折角配信したのに誰も観に来てませんじゃ、俺はただカメラに向かって歌ってる可哀想な人になるじゃん。

すると、ルクシーが励ましてくれた。

「大丈夫だルトリア。今のところ200人は待機してるみたいだぞ」

「えっ、そんなに?」

そんなにたくさんの人が来てくれてるの?

どうもありがとう。

だが、まだ安心は出来ない。待機してみたは良いものの、俺の顔が映った途端、やっぱキモいから観るのやめよ、と視聴者数が激減してしまう可能性がある。

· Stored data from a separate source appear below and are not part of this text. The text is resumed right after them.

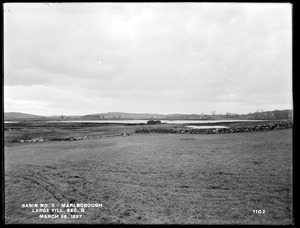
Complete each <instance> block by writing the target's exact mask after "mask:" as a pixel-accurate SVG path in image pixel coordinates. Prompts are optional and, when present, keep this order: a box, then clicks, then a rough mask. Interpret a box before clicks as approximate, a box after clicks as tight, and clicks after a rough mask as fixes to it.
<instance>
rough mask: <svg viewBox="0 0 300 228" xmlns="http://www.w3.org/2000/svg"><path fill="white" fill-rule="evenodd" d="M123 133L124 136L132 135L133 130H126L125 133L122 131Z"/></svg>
mask: <svg viewBox="0 0 300 228" xmlns="http://www.w3.org/2000/svg"><path fill="white" fill-rule="evenodd" d="M121 135H122V136H124V137H125V136H129V135H132V132H124V133H122V134H121Z"/></svg>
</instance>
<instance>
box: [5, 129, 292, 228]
mask: <svg viewBox="0 0 300 228" xmlns="http://www.w3.org/2000/svg"><path fill="white" fill-rule="evenodd" d="M137 128H138V126H100V125H99V126H95V125H93V126H92V125H91V126H90V127H89V128H87V127H86V128H82V129H81V128H78V129H68V128H60V130H59V132H58V131H57V129H56V128H54V127H53V128H51V127H50V128H38V129H39V130H36V131H34V130H32V129H35V128H32V129H30V128H27V130H26V131H25V132H24V131H20V132H5V146H4V152H5V153H4V159H5V160H4V165H5V170H4V171H5V176H4V181H5V223H7V224H19V223H22V224H28V223H83V224H100V223H101V224H107V223H113V224H119V223H125V224H292V222H293V208H292V205H293V204H292V202H293V201H292V200H293V196H292V184H293V180H292V174H293V173H292V168H293V167H292V164H293V163H292V159H293V158H292V129H283V130H273V131H261V132H247V133H235V134H198V135H196V134H158V133H151V134H132V135H130V136H128V137H122V136H117V137H104V136H105V135H106V136H109V135H112V134H115V133H117V132H123V131H133V130H134V129H137ZM45 129H46V130H45ZM30 132H31V133H32V134H34V136H35V137H36V136H40V135H43V137H47V136H49V137H50V135H51V136H56V135H59V136H62V135H63V136H69V135H74V134H75V135H76V134H77V135H81V133H84V134H87V132H90V133H89V134H90V135H93V136H94V135H97V136H99V137H93V138H90V139H87V140H81V141H45V142H35V143H11V142H10V140H12V139H13V138H16V137H19V138H20V137H21V136H22V135H24V134H25V133H27V135H28V134H29V133H30ZM100 136H103V137H100ZM67 203H70V204H77V203H101V204H102V207H100V208H85V210H84V212H80V209H81V208H77V209H78V211H79V212H67V210H66V208H62V209H63V212H57V213H56V212H51V211H50V212H49V213H50V214H51V215H52V214H58V215H59V217H58V218H55V219H54V218H40V217H39V215H40V214H43V213H42V212H33V209H35V208H24V207H22V204H48V205H51V204H54V205H56V206H55V207H59V208H61V205H62V204H67ZM58 205H59V206H58ZM258 211H259V212H260V213H258ZM49 213H48V214H49ZM45 214H47V213H45ZM61 215H66V217H65V218H61ZM75 215H78V216H77V218H74V217H76V216H75ZM79 215H80V218H79Z"/></svg>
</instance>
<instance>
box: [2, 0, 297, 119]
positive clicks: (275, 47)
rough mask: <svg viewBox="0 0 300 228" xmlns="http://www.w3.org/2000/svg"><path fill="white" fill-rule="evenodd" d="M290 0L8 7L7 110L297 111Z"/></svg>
mask: <svg viewBox="0 0 300 228" xmlns="http://www.w3.org/2000/svg"><path fill="white" fill-rule="evenodd" d="M292 108H293V91H292V5H291V4H289V3H6V4H4V111H5V112H24V113H30V114H37V115H46V116H48V115H62V114H63V115H86V114H95V113H105V112H130V113H159V114H172V113H184V114H201V113H205V114H206V113H211V112H212V111H215V112H216V113H217V114H218V113H227V112H230V113H240V114H241V113H249V112H255V111H257V110H261V109H262V110H265V111H268V110H275V109H279V110H282V109H292Z"/></svg>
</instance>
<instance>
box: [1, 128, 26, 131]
mask: <svg viewBox="0 0 300 228" xmlns="http://www.w3.org/2000/svg"><path fill="white" fill-rule="evenodd" d="M4 131H22V128H4Z"/></svg>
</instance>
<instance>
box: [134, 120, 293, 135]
mask: <svg viewBox="0 0 300 228" xmlns="http://www.w3.org/2000/svg"><path fill="white" fill-rule="evenodd" d="M292 127H293V124H292V123H290V122H280V123H275V124H264V125H255V126H246V127H232V128H218V129H216V128H208V129H183V128H171V129H166V128H156V129H137V130H135V133H140V134H145V133H175V134H185V133H189V134H216V133H237V132H251V131H270V130H280V129H287V128H292Z"/></svg>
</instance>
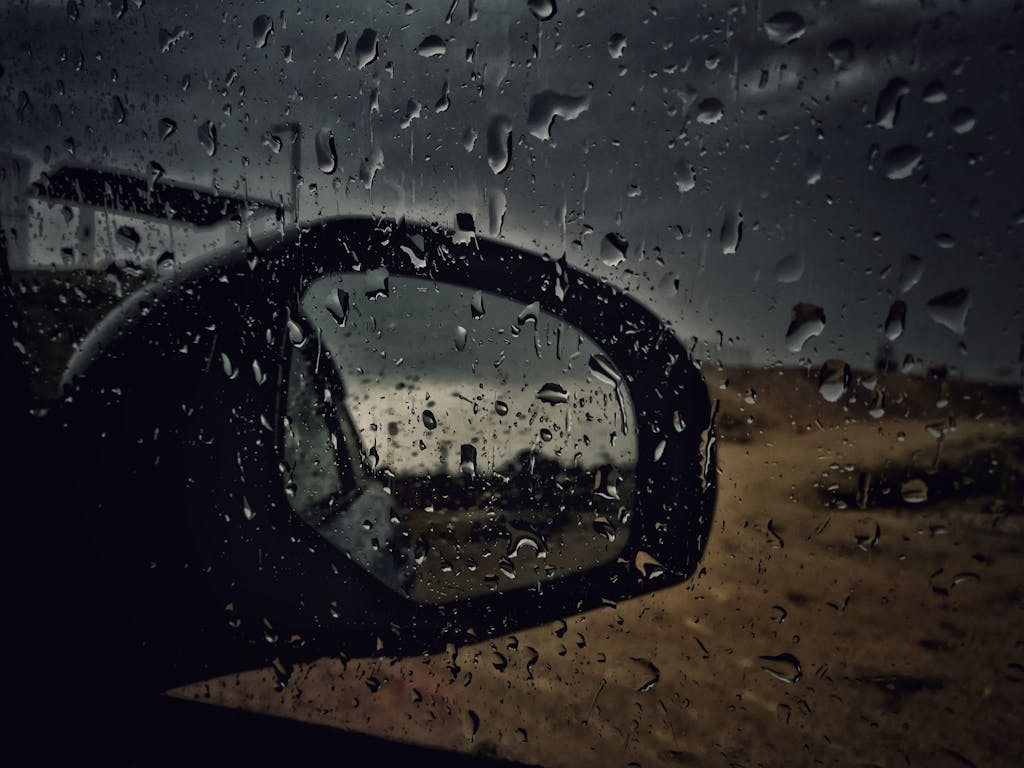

一応髪は整えてきたし、ちゃんとお化粧もしてきたのだが…。

一人で良いんだ。最後まで見てね。

でないと俺、ただの恥ずかしい人になっちゃう。

「今日はそんなに緊張してないんだね、ルトリア」

今日も変わらずお美しいベーシュさんが、声をかけてくれた。

「そうですね。そういえば…俺、今日はあんまり緊張してないですね」

「珍しいね。いつもは本番前、世界でも終わるのかってくらい緊張してるのに」

いつもご迷惑かけて大変申し訳ありません。

「今日は、観客を見ながら歌う訳じゃないですからね」

多くの人に見られているのは変わらないが、俺はあくまでもカメラに向かって歌うだけで、見てくれている人の顔が見える訳じゃない。

そう思うと、あんまり緊張しない。

余計なことは考えないでおこう。緊張してしまう。

「そう思うと味気ないよな~。拍手もらえる訳じゃないし」

「それは仕方ないだろ。画面の向こうで拍手してくれてるよ、きっと」

…成程。

俺達の姿は配信されているが、画面の向こうの人が何してるかは、俺達には見えないんだもんな。

拍手してくれてる…手拍子とかもしてくれてるかもしれないが。

もしかしたら、鼻ほじりながら見てる人がいるかもしれない。

別に良いです。鼻ほじってても作業してても良いから、とりあえずページを開いててください。

俺達はそれだけで充分です。

「…よし、そろそろ時間だな。皆、配置につこう」

「はい」

いよいよ、配信一分前。

最初の挨拶もばっちり考えてある。

あとは、それを噛まずに言えるかどうかである。